You do not need the extra resistors around M5, the circuit will work just as it is, but with R1 11.5 ohms.
Vgs(th) for those MOSFET's is between 1V and 2V, so you just use 2V which is the worst case in this circuit. The RPI outputs 3.3V so it can easily turn on M5. When M5 turns on its drain will be almost 0V, which means the source of M1 to M4 will also be 0V. The RPI can easily turn on M1 to M4 because the 3.3V output from the GPIO exceeds the Vgs(th). When M5 is turned off then it doesn't matter what happens with M1 to M4 because no current can flow in any case.

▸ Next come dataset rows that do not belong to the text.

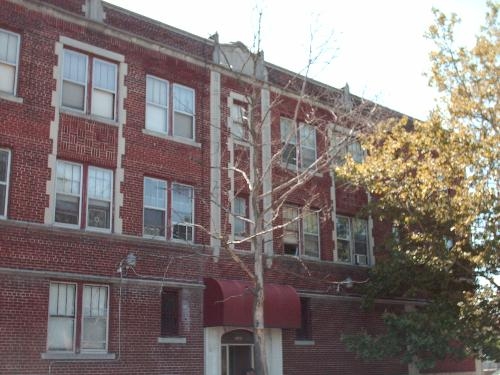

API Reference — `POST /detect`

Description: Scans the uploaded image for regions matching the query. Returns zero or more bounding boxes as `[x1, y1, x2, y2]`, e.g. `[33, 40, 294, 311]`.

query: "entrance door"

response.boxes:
[221, 330, 254, 375]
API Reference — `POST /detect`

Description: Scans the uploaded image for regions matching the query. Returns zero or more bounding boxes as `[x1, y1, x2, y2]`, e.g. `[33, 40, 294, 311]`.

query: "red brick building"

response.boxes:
[0, 1, 479, 374]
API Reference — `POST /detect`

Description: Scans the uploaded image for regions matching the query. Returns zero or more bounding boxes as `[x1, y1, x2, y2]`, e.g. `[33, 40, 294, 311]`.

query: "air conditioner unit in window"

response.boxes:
[355, 254, 368, 265]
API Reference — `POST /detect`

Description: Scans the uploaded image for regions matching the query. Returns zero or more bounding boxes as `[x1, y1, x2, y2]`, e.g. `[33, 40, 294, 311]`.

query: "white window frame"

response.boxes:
[334, 129, 365, 164]
[86, 166, 113, 232]
[233, 196, 247, 238]
[81, 284, 109, 353]
[283, 205, 321, 259]
[302, 209, 320, 258]
[91, 58, 117, 120]
[173, 83, 195, 140]
[0, 28, 21, 96]
[146, 75, 169, 134]
[299, 125, 317, 168]
[54, 160, 83, 228]
[335, 215, 370, 265]
[0, 148, 11, 219]
[62, 49, 118, 121]
[62, 49, 88, 113]
[143, 177, 167, 239]
[280, 117, 317, 169]
[171, 182, 194, 242]
[230, 103, 249, 143]
[47, 282, 77, 352]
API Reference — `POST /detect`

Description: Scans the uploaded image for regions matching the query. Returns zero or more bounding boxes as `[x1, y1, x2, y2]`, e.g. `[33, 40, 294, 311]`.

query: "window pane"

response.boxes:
[0, 185, 5, 216]
[282, 143, 297, 166]
[303, 212, 318, 234]
[91, 89, 114, 119]
[173, 112, 194, 139]
[304, 234, 319, 257]
[348, 141, 364, 163]
[0, 63, 15, 94]
[234, 197, 246, 236]
[337, 239, 351, 262]
[280, 118, 296, 143]
[82, 317, 106, 350]
[0, 31, 19, 64]
[88, 199, 110, 229]
[0, 150, 10, 182]
[173, 85, 194, 114]
[355, 241, 368, 256]
[300, 125, 316, 149]
[146, 104, 168, 133]
[55, 194, 80, 225]
[144, 208, 165, 237]
[353, 219, 367, 241]
[336, 216, 350, 240]
[63, 50, 87, 83]
[62, 81, 85, 110]
[47, 317, 74, 351]
[301, 147, 316, 168]
[93, 60, 116, 92]
[147, 76, 168, 106]
[88, 168, 112, 201]
[144, 178, 166, 209]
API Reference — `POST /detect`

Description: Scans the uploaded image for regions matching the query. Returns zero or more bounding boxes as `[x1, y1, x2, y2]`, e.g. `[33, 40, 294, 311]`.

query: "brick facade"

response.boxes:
[0, 1, 477, 374]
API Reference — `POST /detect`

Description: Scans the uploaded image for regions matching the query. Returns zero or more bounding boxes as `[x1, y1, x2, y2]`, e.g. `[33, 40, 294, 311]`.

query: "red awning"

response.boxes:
[204, 278, 301, 329]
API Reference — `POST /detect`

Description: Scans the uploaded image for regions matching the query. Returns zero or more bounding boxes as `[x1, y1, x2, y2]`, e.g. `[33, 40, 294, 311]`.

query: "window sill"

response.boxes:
[157, 336, 187, 344]
[0, 92, 23, 104]
[294, 340, 315, 346]
[60, 108, 119, 127]
[333, 261, 371, 268]
[279, 162, 323, 177]
[143, 129, 201, 148]
[41, 352, 116, 360]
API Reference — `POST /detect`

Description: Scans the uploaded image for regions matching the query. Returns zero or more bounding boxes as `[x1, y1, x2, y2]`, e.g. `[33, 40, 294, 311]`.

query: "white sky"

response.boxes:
[104, 0, 488, 119]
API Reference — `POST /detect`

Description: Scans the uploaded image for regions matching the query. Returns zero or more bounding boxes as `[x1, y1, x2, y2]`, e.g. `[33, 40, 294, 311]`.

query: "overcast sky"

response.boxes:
[104, 0, 488, 119]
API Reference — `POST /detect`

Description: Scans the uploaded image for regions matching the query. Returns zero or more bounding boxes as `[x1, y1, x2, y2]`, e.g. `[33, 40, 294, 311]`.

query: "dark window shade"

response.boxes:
[161, 289, 179, 336]
[296, 298, 312, 340]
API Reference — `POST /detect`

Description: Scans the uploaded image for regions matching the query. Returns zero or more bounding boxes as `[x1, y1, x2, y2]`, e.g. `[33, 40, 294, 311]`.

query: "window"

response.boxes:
[173, 84, 195, 139]
[336, 138, 364, 164]
[47, 283, 76, 351]
[62, 49, 117, 120]
[143, 177, 167, 237]
[55, 161, 113, 230]
[47, 282, 109, 352]
[87, 167, 113, 230]
[161, 289, 179, 337]
[233, 196, 247, 237]
[143, 178, 194, 242]
[230, 103, 248, 142]
[336, 215, 369, 265]
[172, 183, 194, 241]
[82, 285, 108, 350]
[283, 206, 320, 258]
[145, 76, 196, 141]
[0, 29, 20, 95]
[296, 298, 312, 341]
[146, 76, 168, 133]
[0, 149, 11, 218]
[280, 118, 317, 168]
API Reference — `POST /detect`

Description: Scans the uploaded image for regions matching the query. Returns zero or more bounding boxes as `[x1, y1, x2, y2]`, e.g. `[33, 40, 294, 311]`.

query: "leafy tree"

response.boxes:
[338, 2, 499, 369]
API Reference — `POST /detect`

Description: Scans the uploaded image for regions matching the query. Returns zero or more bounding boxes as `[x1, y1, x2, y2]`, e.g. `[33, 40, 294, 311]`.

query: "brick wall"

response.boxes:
[0, 1, 475, 374]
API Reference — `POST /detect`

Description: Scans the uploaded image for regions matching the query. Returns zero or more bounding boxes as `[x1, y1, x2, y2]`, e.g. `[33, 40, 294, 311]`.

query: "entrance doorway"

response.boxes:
[221, 330, 254, 375]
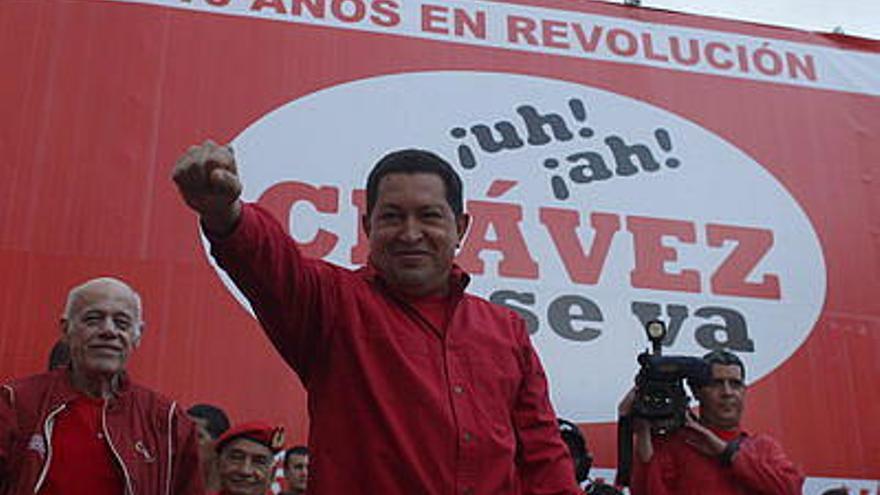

In addition I suggest that you do not need M5 for the circuit to work. You can send the IR data to one MOSFET M1 to M4, while keeping the other MOSFET's turned off.
Answers to your questions
How do I calculate the resistors required for the gates, in order to lower the voltage to 2V?
You don't need to lower the gate voltage to 2V. Unlike a BJT where you have to control Vbe, a MOSFET works with any gate voltage up to its maximum Vgs (this is for a digital circuit which is on or off). Just apply 3.3V from the GPIO. A MOSFET takes almost no gate current - it is specified as Gate-Source leakage current with a maximum of 10uA but is typically much less.
You don't actually need a gate resistor, since you don't need to drop any voltage. However, it is still a good idea to add one, especially to larger MOSFET's. The gate of a MOSFET looks like a small value capacitor which has to be charged up to turn the MOSFET on, which can result in a large current flow from the GPIO pin until the cap has charged. When I am driving it from a processor I prefer to limit this current to be within the current rating of the GPIO pin. In this circuit I would limit it to 10mA with a 330 Ohm resistor.
Also, Why is M5's drain almost and not exactly 0V?
When it is turned on the MOSFET has a small resistance between drain and source (rDS(ON) ID) which will drop a very small voltage when current flows through it. Hence, its drain is nearly 0V. In this circuit you can ignore it and assume it is 0V.